08 - Sprinkle with half of shredded mozzarella and half of Parmesan cheese.
09 - Repeat with remaining zucchini slices, chicken mixture, yogurt-egg mix. Finish with remaining mozzarella and Parmesan.
10 - Cover baking dish loosely with aluminum foil and bake 20 minutes.
11 - Remove foil and bake 10-15 minutes until cheese is melted, bubbly, and lightly golden.
12 - Let bake rest 5 minutes before slicing. Garnish with fresh parsley or basil if desired. Serve warm.

# Expert Tips:

01 -
  • It packs 48 grams of protein per serving without feeling heavy or overly rich.
  • The Greek yogurt keeps everything creamy and adds tang without extra fat.

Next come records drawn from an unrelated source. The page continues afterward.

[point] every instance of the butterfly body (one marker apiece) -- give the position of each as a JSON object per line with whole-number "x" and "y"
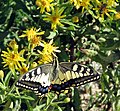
{"x": 56, "y": 77}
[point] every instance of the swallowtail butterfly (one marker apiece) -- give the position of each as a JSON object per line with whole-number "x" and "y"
{"x": 56, "y": 77}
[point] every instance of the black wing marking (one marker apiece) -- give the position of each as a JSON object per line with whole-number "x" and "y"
{"x": 37, "y": 79}
{"x": 74, "y": 74}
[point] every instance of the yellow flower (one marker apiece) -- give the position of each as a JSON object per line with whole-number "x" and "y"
{"x": 55, "y": 17}
{"x": 12, "y": 58}
{"x": 35, "y": 41}
{"x": 117, "y": 15}
{"x": 13, "y": 45}
{"x": 23, "y": 69}
{"x": 75, "y": 19}
{"x": 49, "y": 48}
{"x": 30, "y": 33}
{"x": 1, "y": 74}
{"x": 33, "y": 65}
{"x": 45, "y": 57}
{"x": 81, "y": 3}
{"x": 103, "y": 8}
{"x": 44, "y": 5}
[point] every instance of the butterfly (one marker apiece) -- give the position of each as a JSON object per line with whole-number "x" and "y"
{"x": 56, "y": 77}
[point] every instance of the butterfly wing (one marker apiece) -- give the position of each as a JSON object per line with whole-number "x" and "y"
{"x": 73, "y": 74}
{"x": 37, "y": 79}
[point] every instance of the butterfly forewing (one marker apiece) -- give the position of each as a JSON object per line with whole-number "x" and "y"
{"x": 37, "y": 79}
{"x": 56, "y": 77}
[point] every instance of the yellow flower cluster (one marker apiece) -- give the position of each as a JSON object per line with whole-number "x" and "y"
{"x": 12, "y": 58}
{"x": 48, "y": 52}
{"x": 15, "y": 60}
{"x": 33, "y": 36}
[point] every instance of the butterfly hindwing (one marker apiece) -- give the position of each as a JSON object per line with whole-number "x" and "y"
{"x": 74, "y": 74}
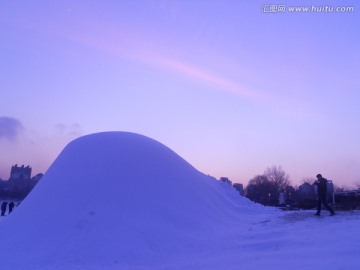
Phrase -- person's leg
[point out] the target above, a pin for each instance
(318, 207)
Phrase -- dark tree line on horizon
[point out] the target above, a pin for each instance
(267, 188)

  • Leftovers reheat beautifully, so meal prep just got a lot easier.
  • You can swap, add, or omit vegetables based on what you have on hand.
02 -
  • Do not skip the searing step, the golden crust on the chicken adds depth that plain poached chicken cannot deliver.
  • Slice the zucchini as evenly as possible so some pieces don't turn mushy while others stay too firm.
  • Let the bake rest for a full 5 minutes or the yogurt custard will ooze out when you cut into it.
03 -
  • Use a mandoline to slice the zucchini uniformly, it saves time and ensures even cooking.
  • If your skillet is not oven-safe, transfer everything to the baking dish instead of trying to layer in the skillet itself.
  • Taste the yogurt-egg mixture before pouring it over the layers, a little extra salt or pepper here makes a big difference.